The EMI option for payments first started in the offline retail market, where lenders such as Bajaj and Tata entered the market and offered zero-interest EMIs to customers looking to make white goods purchases. Credit card firms then entered the fray since they were losing customers who would have otherwise paid the entire amount using the credit card. Soon, as transactions increasingly moved online, the EMI model also shifted online.

Zero-interest formula

“The way a zero-interest EMI works is, firstly, the manufacturers give a subvention to the lender,” Bala Parthasarathy, co-founder & CEO, MoneyTap, explained. “So, let’s say Samsung is the manufacturer and Bajaj is the lender. The two would have worked out that for some models that Samsung wants to push, Bajaj would get a cut. If it’s a ₹20,000 phone, then Bajaj would get about ₹1,500, for example. But the consumer does not pay anything extra.”

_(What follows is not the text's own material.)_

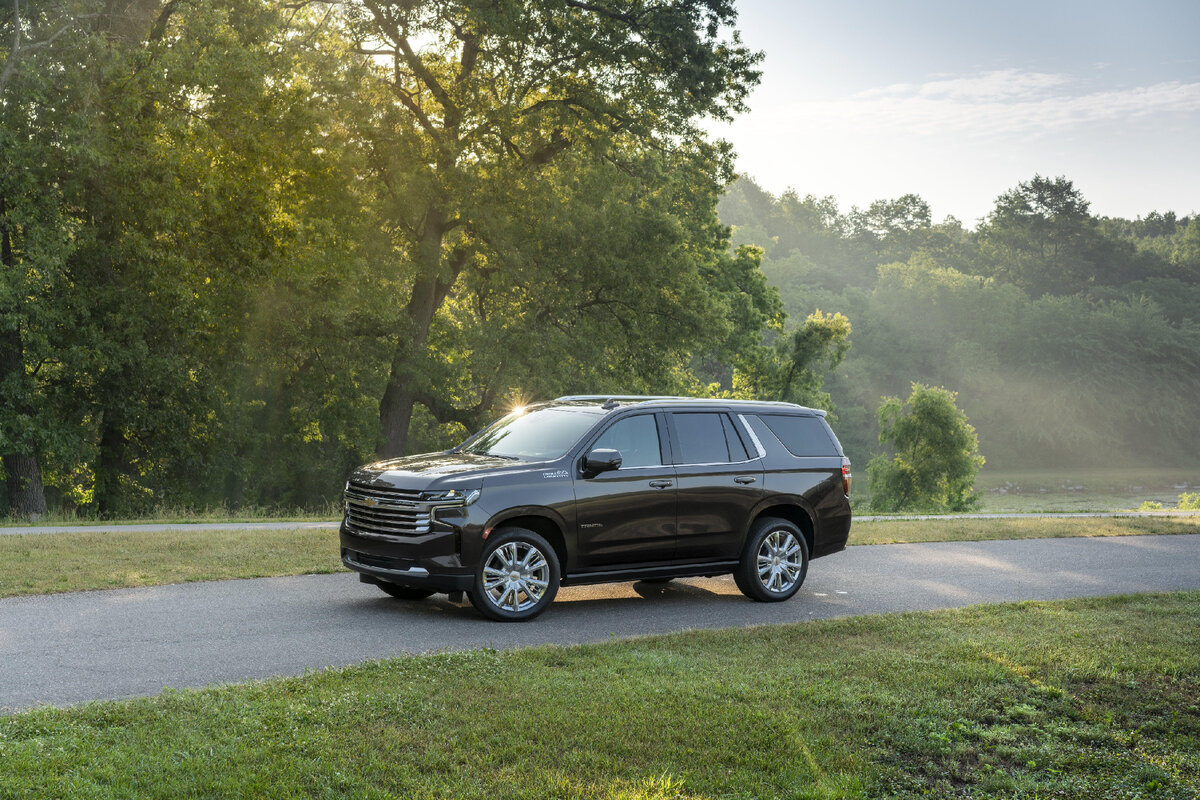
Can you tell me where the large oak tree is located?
[340,0,758,455]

“So, the merchant likes it because he wants the transactions, which are more likely because the customers feel they are paying a smaller amount using the EMI option,” Mr. Parthasarathy added.

“The customer is happy because the payments are staggered over a period of time, at no extra cost. The manufacturer is happy because they are getting to push their product, and the lender is happy because they are getting a customer on their books to whom they can then try to sell other products.”

Mr. Parthasarathy said that doing a credit check on a customer was easier when transactions were offline, but was tougher for most online EMI requests. However, within the online space, EMIs taken through credit cards made credit worthiness checks easier since the credit card companies had already performed them.

Three aspects

“It is a function of three things,” Aditya Kumar, founder & CEO of Qbera.com said. “Firstly, people are becoming more aspirational and comfortable with credit. Earlier, the logic was that if the customer could only afford to spend ₹6,000 on a phone, then they would only spend that much. But today the thinking is that ‘I can only afford a ₹6,000 phone today, but I can actually afford to pay a ₹2,000 EMI for the next 12 months’. So that means the customer can buy a ₹20,000 phone or more.”

The second point, Mr. Kumar explained, was that there has been a sharp increase in the availability of EMIs for a larger group of people, through both incumbents and (new) fintech players. In other words, there are a lot more players willing to offer customers EMIs than ever before.

And the third point, he said, was simply the implementation of the no-cost EMI model, since this places no additional burden on the customer while allowing them to purchase an aspirational item.

However, the advent of the online EMI payment option is not all rosy or full of happy stories. The flip side to such easy access to credit and financing for consumption is that people often get carried away and begin to default on their payments.

“We do see it a lot with customers who become delinquent due to actions like this,” Ranjit Punja, CEO and co-founder of CreditMantri told The Hindu. “Let’s say I earn ₹40,000 a month and the cellphone I want costs ₹50,000; I am typically living month-to-month on the salary, so I won’t be able to pay for the cellphone in one shot. But I am willing to pay up to ₹5,000 a month. So I buy it. Next month, there is an offer on TVs, and in the third, there is an offer on vacations.”

“This is an exaggeration to illustrate the example, but very soon what started as a ₹5,000 EMI has become a ₹25,000 EMI,” Mr. Punja added. “But my salary has not changed in the interim. So, that’s where the defaults come about.”

Sector experts said that one manner in which this problem could be addressed is for the credit rating system to evolve to measure the online behaviour of customers.

Currently, credit bureaus only look at the credit card and loan repayments behaviour of a customer. But, online purchase activity has evolved and requires a new approach, they said.